Pensó en su novia y en sus cuatro años de noviazgo, con quien se conoció un poco antes de viajar a la Patricio Lumumba para hacer su post grado y quien pacientemente lo esperó hasta que lo terminó y regresó al país y en quien él buscó un refugio a su soledad, mientras ella lo tomó como un buen partido para asegurarse el porvenir.
Pensó en sus compañeros de trabajo, en unos pocos que lo apreciaban y en la mayoría que le tenían envidia y no perdían oportunidad de tratar de desprestigiarlo frente a sus superiores mientras con hipocresía trataban de aparentar ser sus amigos.
Parecería que la vida había sido generosa con Roberto y que lo que de ella había recibido no apuntaba para hacer de él un candidato de suicida.

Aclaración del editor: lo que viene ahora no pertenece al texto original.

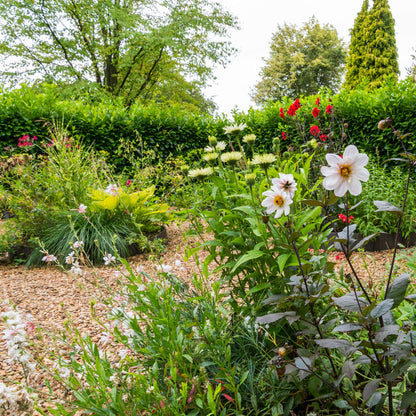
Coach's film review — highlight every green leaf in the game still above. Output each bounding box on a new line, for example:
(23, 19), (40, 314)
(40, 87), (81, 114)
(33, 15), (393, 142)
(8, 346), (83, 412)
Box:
(315, 338), (352, 349)
(277, 253), (291, 273)
(363, 378), (381, 402)
(386, 273), (410, 308)
(334, 400), (351, 409)
(247, 282), (270, 295)
(231, 250), (264, 273)
(366, 391), (383, 407)
(256, 311), (300, 324)
(374, 201), (403, 215)
(300, 199), (324, 207)
(332, 323), (363, 332)
(374, 324), (400, 342)
(400, 390), (416, 410)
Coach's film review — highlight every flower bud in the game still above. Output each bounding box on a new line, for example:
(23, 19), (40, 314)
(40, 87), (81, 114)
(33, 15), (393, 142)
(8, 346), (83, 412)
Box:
(208, 136), (218, 147)
(244, 173), (256, 187)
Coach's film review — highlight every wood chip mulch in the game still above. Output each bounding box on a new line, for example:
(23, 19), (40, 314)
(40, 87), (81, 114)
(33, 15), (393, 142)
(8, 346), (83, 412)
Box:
(0, 219), (416, 415)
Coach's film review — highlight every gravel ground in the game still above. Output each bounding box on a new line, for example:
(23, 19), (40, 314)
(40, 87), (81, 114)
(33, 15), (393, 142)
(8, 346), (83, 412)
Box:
(0, 219), (416, 416)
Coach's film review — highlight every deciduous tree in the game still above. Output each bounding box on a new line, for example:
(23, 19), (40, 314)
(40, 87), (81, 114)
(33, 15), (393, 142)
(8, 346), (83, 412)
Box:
(252, 17), (345, 104)
(0, 0), (236, 104)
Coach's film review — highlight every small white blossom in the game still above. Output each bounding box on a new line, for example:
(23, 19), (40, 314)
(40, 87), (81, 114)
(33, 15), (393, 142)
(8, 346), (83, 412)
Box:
(103, 254), (116, 266)
(272, 173), (297, 199)
(188, 167), (214, 179)
(261, 186), (293, 218)
(69, 261), (82, 276)
(42, 254), (58, 263)
(224, 124), (247, 134)
(65, 251), (75, 264)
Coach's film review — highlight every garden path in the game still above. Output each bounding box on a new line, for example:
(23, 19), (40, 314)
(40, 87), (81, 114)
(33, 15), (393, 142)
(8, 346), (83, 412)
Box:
(0, 219), (413, 415)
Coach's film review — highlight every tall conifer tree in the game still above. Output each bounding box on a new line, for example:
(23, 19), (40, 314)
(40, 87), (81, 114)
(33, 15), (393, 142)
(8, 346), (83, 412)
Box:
(345, 0), (368, 88)
(345, 0), (399, 89)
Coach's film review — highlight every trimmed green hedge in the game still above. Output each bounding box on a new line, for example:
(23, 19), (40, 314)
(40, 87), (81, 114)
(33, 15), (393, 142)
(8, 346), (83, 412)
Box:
(0, 80), (416, 165)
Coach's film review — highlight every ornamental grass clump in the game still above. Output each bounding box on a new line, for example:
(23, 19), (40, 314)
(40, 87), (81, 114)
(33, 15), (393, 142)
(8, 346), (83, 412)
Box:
(0, 123), (169, 267)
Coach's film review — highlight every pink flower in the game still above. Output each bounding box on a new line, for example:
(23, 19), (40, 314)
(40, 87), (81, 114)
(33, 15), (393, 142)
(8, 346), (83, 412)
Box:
(309, 125), (321, 136)
(312, 107), (319, 118)
(338, 214), (354, 224)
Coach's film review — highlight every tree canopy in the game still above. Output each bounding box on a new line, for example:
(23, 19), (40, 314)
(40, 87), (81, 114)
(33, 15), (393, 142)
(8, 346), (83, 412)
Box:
(0, 0), (236, 109)
(252, 17), (346, 104)
(345, 0), (399, 89)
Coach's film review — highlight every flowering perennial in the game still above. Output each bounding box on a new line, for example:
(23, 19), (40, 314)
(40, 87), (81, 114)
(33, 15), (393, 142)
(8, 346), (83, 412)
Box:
(321, 145), (370, 197)
(272, 173), (297, 199)
(261, 173), (297, 218)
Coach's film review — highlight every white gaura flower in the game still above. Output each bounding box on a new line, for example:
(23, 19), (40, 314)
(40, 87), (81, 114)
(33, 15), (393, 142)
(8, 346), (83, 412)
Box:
(42, 254), (58, 263)
(321, 145), (370, 197)
(261, 186), (292, 218)
(104, 183), (119, 196)
(69, 261), (82, 276)
(65, 251), (75, 264)
(272, 173), (297, 199)
(224, 123), (247, 134)
(188, 167), (214, 179)
(215, 142), (227, 152)
(251, 153), (276, 169)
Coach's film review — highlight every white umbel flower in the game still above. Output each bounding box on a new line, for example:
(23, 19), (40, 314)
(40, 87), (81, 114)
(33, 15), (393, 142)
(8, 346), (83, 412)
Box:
(224, 123), (247, 134)
(272, 173), (297, 199)
(321, 145), (370, 197)
(261, 186), (292, 218)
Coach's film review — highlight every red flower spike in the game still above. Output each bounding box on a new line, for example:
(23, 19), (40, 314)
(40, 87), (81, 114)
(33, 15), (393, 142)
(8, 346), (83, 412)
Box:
(309, 125), (321, 136)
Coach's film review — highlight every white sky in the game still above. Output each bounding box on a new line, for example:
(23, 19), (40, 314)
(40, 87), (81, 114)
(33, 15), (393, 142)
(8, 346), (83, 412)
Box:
(205, 0), (416, 115)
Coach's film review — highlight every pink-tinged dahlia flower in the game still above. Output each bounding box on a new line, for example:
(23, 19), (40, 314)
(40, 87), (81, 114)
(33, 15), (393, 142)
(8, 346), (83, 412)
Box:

Sin embargo pese a no haber sido nunca violentado, ni haber sufrido privaciones ni venir de un hogar conflictivo, se sintió como un fraude desde que descubrió que no era ningún genio y siempre como un segundón al lado de Romel y eso fue suficiente para que se incubaran esos sentimientos de inseguridad y mediocridad que lo llevaron a tomar esa decisión.

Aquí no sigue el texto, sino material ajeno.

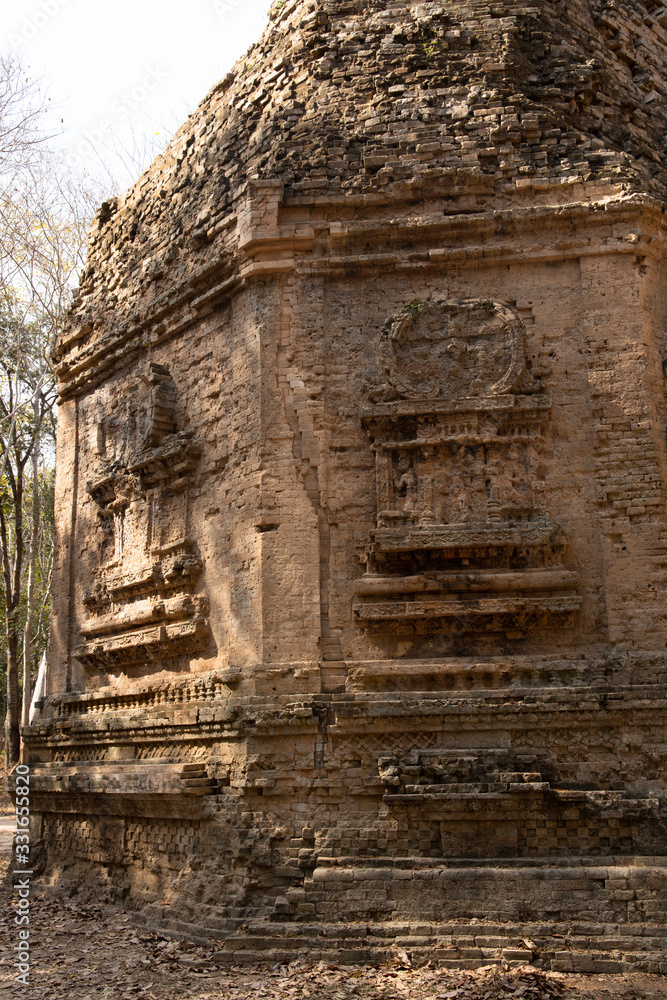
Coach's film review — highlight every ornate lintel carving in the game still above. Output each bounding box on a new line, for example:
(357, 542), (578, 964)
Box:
(354, 299), (581, 636)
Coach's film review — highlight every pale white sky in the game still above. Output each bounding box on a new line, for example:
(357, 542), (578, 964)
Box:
(0, 0), (271, 188)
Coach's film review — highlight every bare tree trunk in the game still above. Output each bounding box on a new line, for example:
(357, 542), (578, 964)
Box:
(5, 628), (21, 771)
(21, 395), (40, 726)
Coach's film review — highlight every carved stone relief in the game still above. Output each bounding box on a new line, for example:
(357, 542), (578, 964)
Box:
(74, 364), (209, 669)
(354, 299), (581, 637)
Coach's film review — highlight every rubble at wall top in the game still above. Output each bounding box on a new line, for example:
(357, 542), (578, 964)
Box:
(60, 0), (667, 358)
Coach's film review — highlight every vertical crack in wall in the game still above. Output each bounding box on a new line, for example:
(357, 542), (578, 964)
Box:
(65, 399), (80, 692)
(277, 280), (343, 680)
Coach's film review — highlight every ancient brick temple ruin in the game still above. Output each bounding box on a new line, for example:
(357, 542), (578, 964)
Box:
(17, 0), (667, 971)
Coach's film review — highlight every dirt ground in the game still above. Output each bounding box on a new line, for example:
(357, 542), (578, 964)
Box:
(0, 853), (667, 1000)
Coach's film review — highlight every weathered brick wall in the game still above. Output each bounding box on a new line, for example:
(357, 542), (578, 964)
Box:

A las tres y cincuenta minutos de la tarde de ese lunes, cuando no había ninguna otra persona en su casa, salió de su dormitorio, bajó hasta la cocina, sacó una gaseosa de la nevera, la vertió en un vaso grande y regresó a su cuarto, colocó seguro en la puerta y con toda tranquilidad puso uno tras otro los tres sobres de veneno en la bebida, los disolvió bien con el dedo índice de la mano derecha y levantó el vaso en un gesto simbólico de brindis y con una dosis de ironía dijo en voz baja: «salud» y lo bebió pausadamente pero sin respirar hasta el final, para no saborear el amargo del veneno.
Durante el tiempo que trascurrió desde el día en que compró los sobres hasta el momento en que entró a su habitación y los puso en el vaso de gaseosa, estuvo conciente de que la determinación que había tomado podía ser revertida, aunque estaba convencido de que no cambiaría de opinión.
Después del primer trago, entendió que había iniciado un viaje sin retorno. El miedo a vivir estaba superado ya que la muerte fue la única alternativa decente que le quedó y sintió la dicha de por primera vez en su vida hacer algo que no era para satisfacer a otros y con una leve sonrisa en el rostro, recordó las ultimas palabras que había pronunciado antes de morir el general Hermógenes Maza.
A continuación colocó a un volumen moderado el disco de la overtura del Barbero de Sevilla en versión de la orquesta Filarmónica de Londres y con una sonrisa de satisfacción se recostó por última vez sobre su cama, donde se quedó suavemente dormido arrullado por los acordes musicales, hasta que lo retorció el primer estertor cuando el bebedizo comenzó a hacerle efecto.